Une décision unanime

Les sept médecins généralistes visseront donc à l’unanimité leurs plaques sur leur nouvelle maison par « souci citoyen plutôt que pour leur intérêt privé » confie François Duverne. La majorité des médecins champagnolais sont en effet propriétaires de leur cabinet et n’ont pas de loyer à débourser, contrairement à la maison médicale ou il leur faudra partager des frais (occupation des locaux, secrétaire..). Certains, comme ce généraliste n’ont d’ailleurs pas de secrétaire, les rendez-vous étant en général pris via une plate-forme internet. De ce fait, les généralistes ont fait connaître à la communauté de communes Champagnole Nozeroy Jura les plafonds de loyer envisageables pour eux, de même que leurs attentes en termes d’aménagement de leurs futurs cabinets.

« Ne pas être seul »

Selon François Duverne, l’Agence régionale de santé (ARS) aura aussi son mot à dire en contrepartie de subventions conséquentes qu’elle pourrait débloquer.
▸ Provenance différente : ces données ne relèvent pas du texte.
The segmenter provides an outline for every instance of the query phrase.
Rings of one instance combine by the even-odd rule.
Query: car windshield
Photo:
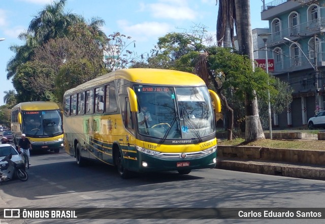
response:
[[[0,147],[0,157],[6,156],[10,153],[17,155],[17,151],[10,145]]]
[[[139,134],[164,140],[200,139],[214,132],[206,87],[136,85],[134,89],[139,104]]]
[[[54,136],[62,133],[60,111],[23,112],[23,130],[29,136]]]
[[[4,132],[3,135],[12,135],[12,133],[11,132]]]

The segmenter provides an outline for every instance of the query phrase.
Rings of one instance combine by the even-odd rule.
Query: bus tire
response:
[[[22,169],[18,169],[16,171],[16,175],[18,179],[22,181],[26,181],[28,179],[28,175],[27,172]]]
[[[177,171],[178,171],[178,173],[181,174],[181,175],[185,175],[185,174],[188,174],[189,173],[191,172],[191,170],[178,170]]]
[[[76,147],[76,161],[77,161],[77,164],[79,167],[84,167],[86,165],[86,161],[85,159],[81,156],[80,154],[80,146],[79,145],[79,143],[77,144],[77,147]]]
[[[131,171],[125,168],[123,166],[122,154],[121,153],[121,151],[119,149],[117,149],[115,150],[115,153],[114,155],[115,164],[116,166],[117,172],[118,172],[120,176],[123,179],[128,179],[131,177]]]

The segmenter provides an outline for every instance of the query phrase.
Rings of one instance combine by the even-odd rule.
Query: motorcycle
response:
[[[1,162],[7,162],[8,163],[8,167],[7,169],[0,171],[0,183],[2,184],[4,181],[12,180],[15,177],[21,180],[26,181],[28,179],[28,175],[25,171],[23,165],[17,165],[11,160],[12,153],[6,155]]]

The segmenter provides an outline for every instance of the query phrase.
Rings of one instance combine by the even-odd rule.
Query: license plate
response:
[[[189,167],[189,162],[181,162],[181,163],[177,163],[176,166],[177,167]]]

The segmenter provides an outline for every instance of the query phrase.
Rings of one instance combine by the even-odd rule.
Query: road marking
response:
[[[66,191],[66,193],[71,193],[71,194],[76,194],[77,193],[77,191],[76,191],[75,190],[68,190],[68,191]]]
[[[79,195],[79,197],[81,197],[81,198],[84,199],[91,199],[92,198],[90,198],[89,196],[87,196],[87,195]]]
[[[60,189],[66,189],[67,187],[66,187],[64,186],[62,186],[61,185],[57,185],[56,187],[58,187]]]

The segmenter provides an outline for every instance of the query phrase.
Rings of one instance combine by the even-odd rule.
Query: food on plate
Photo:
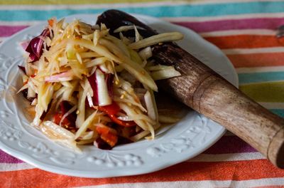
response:
[[[135,25],[143,38],[157,34],[134,17],[117,10],[99,16],[109,33]],[[124,36],[133,37],[129,31]],[[139,45],[131,45],[135,48]],[[152,59],[172,66],[180,76],[158,80],[160,90],[168,93],[193,110],[219,122],[251,145],[274,164],[284,168],[284,119],[257,104],[218,73],[172,42],[151,46]],[[206,62],[204,62],[206,63]],[[204,122],[206,125],[206,122]]]
[[[142,37],[135,25],[118,26],[80,20],[48,20],[26,46],[19,66],[19,92],[30,102],[31,125],[51,140],[79,151],[78,145],[101,149],[154,139],[161,123],[178,118],[159,116],[155,80],[180,76],[171,66],[156,63],[151,46],[182,38],[178,32]],[[133,37],[124,33],[133,31]]]

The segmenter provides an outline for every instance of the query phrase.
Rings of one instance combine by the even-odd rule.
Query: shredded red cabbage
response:
[[[33,63],[40,59],[43,54],[43,38],[50,36],[48,28],[45,28],[40,35],[31,39],[26,48],[26,51],[30,53],[30,63]]]

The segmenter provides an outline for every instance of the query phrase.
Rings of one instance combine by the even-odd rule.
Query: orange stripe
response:
[[[284,46],[284,39],[278,39],[274,36],[239,35],[205,37],[204,38],[222,49]]]
[[[227,55],[235,68],[284,66],[284,53]]]
[[[67,187],[104,184],[202,180],[247,180],[284,177],[284,170],[266,160],[222,162],[182,162],[148,174],[113,177],[79,178],[58,175],[38,169],[0,172],[4,187]]]

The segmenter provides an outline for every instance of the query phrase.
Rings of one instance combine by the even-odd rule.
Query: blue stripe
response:
[[[270,109],[269,110],[280,117],[284,118],[284,109]]]
[[[53,16],[60,18],[75,14],[99,14],[106,10],[106,9],[84,9],[77,10],[26,11],[18,10],[16,6],[15,7],[15,10],[0,11],[0,20],[6,21],[40,21],[48,19]],[[129,7],[119,9],[130,13],[146,14],[156,17],[217,16],[243,14],[283,12],[284,1],[187,4],[174,6]]]
[[[239,73],[239,84],[284,80],[284,72]]]

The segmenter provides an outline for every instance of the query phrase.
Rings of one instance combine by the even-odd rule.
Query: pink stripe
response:
[[[173,22],[196,32],[209,32],[229,29],[267,28],[275,29],[284,24],[284,18],[244,19],[239,20],[222,20],[202,22]]]
[[[28,26],[0,26],[0,37],[10,36],[26,27]]]
[[[239,152],[256,152],[253,147],[236,136],[224,136],[204,153],[225,154]]]
[[[0,150],[0,163],[21,163],[21,160],[15,158]]]

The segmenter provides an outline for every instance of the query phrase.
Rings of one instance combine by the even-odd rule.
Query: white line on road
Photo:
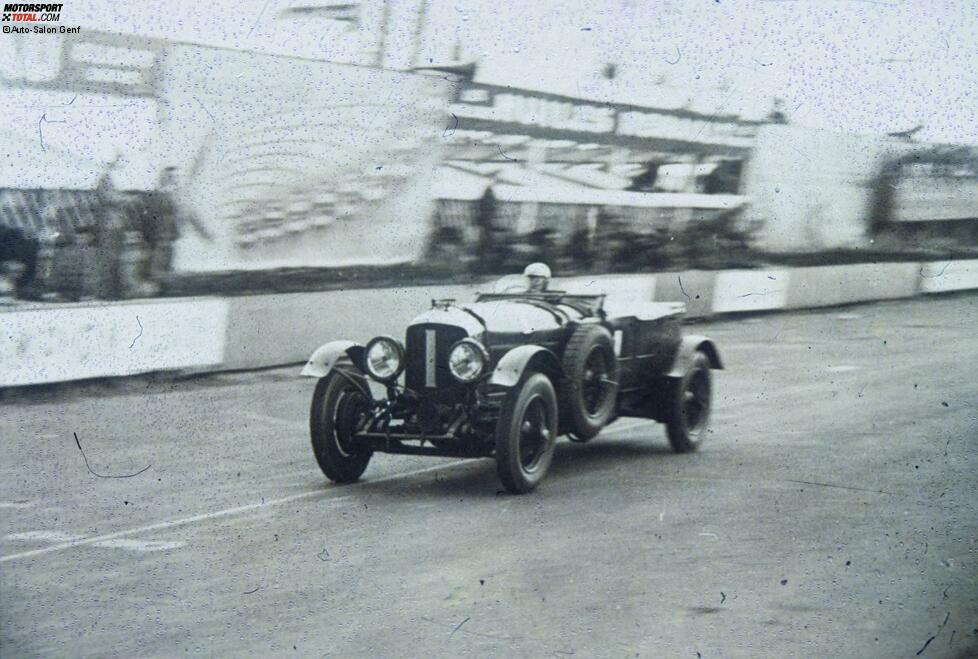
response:
[[[421,474],[425,474],[431,471],[436,471],[438,469],[458,467],[460,465],[464,465],[476,461],[477,459],[473,458],[470,460],[459,460],[458,462],[451,462],[449,464],[433,465],[431,467],[425,467],[423,469],[415,469],[414,471],[407,471],[404,472],[403,474],[393,474],[385,478],[378,478],[377,480],[364,481],[362,485],[376,485],[378,483],[387,483],[401,478],[411,478],[412,476],[419,476]],[[350,487],[357,487],[357,486],[356,485],[347,486],[342,488],[342,490],[340,490],[340,488],[335,488],[335,491],[345,492],[348,491]],[[291,496],[282,497],[280,499],[269,499],[268,501],[263,501],[261,503],[250,503],[246,506],[225,508],[224,510],[216,510],[210,513],[201,513],[200,515],[194,515],[192,517],[184,517],[182,519],[157,522],[155,524],[147,524],[146,526],[138,526],[136,528],[125,529],[123,531],[116,531],[114,533],[106,533],[105,535],[99,535],[90,538],[81,538],[79,540],[71,540],[56,545],[51,545],[50,547],[43,547],[41,549],[33,549],[31,551],[20,552],[19,554],[8,554],[7,556],[0,556],[0,563],[6,563],[8,561],[16,561],[21,558],[30,558],[31,556],[40,556],[42,554],[50,554],[56,551],[64,551],[65,549],[74,549],[75,547],[94,545],[96,543],[104,542],[105,540],[114,540],[116,538],[124,538],[130,535],[138,535],[140,533],[146,533],[147,531],[159,531],[162,529],[172,529],[177,526],[186,526],[187,524],[193,524],[195,522],[205,522],[212,519],[218,519],[220,517],[230,517],[232,515],[240,515],[241,513],[250,512],[252,510],[261,510],[262,508],[269,508],[271,506],[280,506],[283,503],[292,503],[294,501],[303,501],[305,499],[315,499],[317,497],[328,498],[330,503],[338,503],[340,501],[345,501],[347,499],[352,498],[351,496],[329,497],[328,495],[333,491],[334,488],[329,488],[327,490],[316,490],[314,492],[302,492],[300,494],[293,494]]]
[[[619,424],[615,424],[614,426],[610,427],[604,433],[604,435],[605,436],[614,435],[614,434],[617,434],[617,433],[622,432],[622,431],[625,431],[625,430],[631,430],[633,428],[638,428],[640,426],[648,425],[648,424],[651,424],[651,423],[655,423],[655,422],[654,421],[650,421],[648,419],[635,419],[634,421],[626,422],[626,423],[623,423],[623,424],[620,424],[620,425]],[[377,480],[364,481],[362,483],[362,485],[372,485],[372,484],[378,484],[378,483],[386,483],[386,482],[390,482],[390,481],[393,481],[393,480],[398,480],[398,479],[401,479],[401,478],[411,478],[413,476],[420,476],[421,474],[426,474],[426,473],[429,473],[429,472],[432,472],[432,471],[437,471],[437,470],[440,470],[440,469],[451,469],[451,468],[459,467],[459,466],[466,465],[466,464],[469,464],[469,463],[472,463],[472,462],[477,462],[477,461],[479,461],[479,459],[480,458],[471,458],[471,459],[467,459],[467,460],[457,460],[457,461],[454,461],[454,462],[449,462],[447,464],[432,465],[431,467],[424,467],[422,469],[415,469],[413,471],[407,471],[407,472],[404,472],[402,474],[392,474],[391,476],[387,476],[385,478],[378,478]],[[343,491],[347,491],[349,489],[349,487],[351,487],[351,486],[344,487],[343,488]],[[352,486],[352,487],[356,487],[356,486]],[[148,524],[146,526],[139,526],[139,527],[136,527],[136,528],[126,529],[126,530],[123,530],[123,531],[116,531],[114,533],[107,533],[105,535],[94,536],[94,537],[90,537],[90,538],[80,538],[80,539],[77,539],[77,540],[69,540],[69,541],[61,542],[61,543],[56,544],[56,545],[51,545],[50,547],[43,547],[43,548],[40,548],[40,549],[33,549],[31,551],[20,552],[18,554],[9,554],[7,556],[0,556],[0,563],[6,563],[8,561],[15,561],[15,560],[18,560],[18,559],[21,559],[21,558],[30,558],[32,556],[41,556],[43,554],[50,554],[52,552],[64,551],[66,549],[74,549],[75,547],[84,547],[84,546],[87,546],[87,545],[94,545],[94,544],[97,544],[97,543],[100,543],[100,542],[104,542],[106,540],[114,540],[116,538],[124,538],[126,536],[137,535],[137,534],[140,534],[140,533],[146,533],[148,531],[159,531],[159,530],[162,530],[162,529],[171,529],[171,528],[174,528],[174,527],[177,527],[177,526],[185,526],[187,524],[193,524],[195,522],[205,522],[205,521],[209,521],[209,520],[212,520],[212,519],[218,519],[220,517],[230,517],[232,515],[240,515],[242,513],[250,512],[252,510],[261,510],[262,508],[268,508],[268,507],[271,507],[271,506],[279,506],[279,505],[282,505],[283,503],[292,503],[294,501],[303,501],[305,499],[314,499],[314,498],[317,498],[317,497],[322,497],[324,495],[328,495],[330,492],[332,492],[332,489],[328,489],[328,490],[325,490],[325,491],[323,491],[323,490],[316,490],[314,492],[302,492],[300,494],[293,494],[293,495],[290,495],[290,496],[287,496],[287,497],[282,497],[280,499],[270,499],[268,501],[264,501],[264,502],[261,502],[261,503],[250,503],[250,504],[245,505],[245,506],[237,506],[235,508],[226,508],[224,510],[216,510],[216,511],[210,512],[210,513],[201,513],[200,515],[194,515],[192,517],[184,517],[182,519],[175,519],[175,520],[170,520],[170,521],[165,521],[165,522],[157,522],[155,524]],[[334,502],[335,503],[335,502],[343,501],[343,500],[350,499],[350,498],[351,498],[350,496],[341,496],[341,497],[336,497],[336,498],[330,497],[330,500],[331,500],[331,502]]]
Le médecin libéral ne souhaite toutefois, comme ses collègues pas tomber dans « l’étatisation » doublée de contrôles sur un projet d’établissement, ou autres évaluations quelque peu technocratiques. Selon Sylvie Buirey-Terrier, généraliste, la maison de santé permettrait aussi de « ne pas être seul » à double titre. Tout d’abord « face à la montée de la violence », avec les risques de prise à partie.

Un défi à relever

Mais aussi face aux départs en retraite à venir : même s’ils n’arriveront qu’à 65 ou 67 ans (et « même si on encourage les médecins à poursuivre » selon François Duverne), trois médecins frisent ou ont dépassé la soixantaine (les autres ayant la cinquantaine). Leur renouvellement constitue donc le véritable défi qu’aura à relever la future maison médicale. Un défi loin d’être gagné estime Michèle Pipart, allergologue proche de la retraite (62 ans).

« Quelle est l’attractivité médicale de Champagnole ? Quand je suis arrivée en 1989, il y avait un service de chirurgie, trois services de médecine (dont un pédiatrique), un gros pôle ORL et maternité à la clinique Saint-Joseph… ».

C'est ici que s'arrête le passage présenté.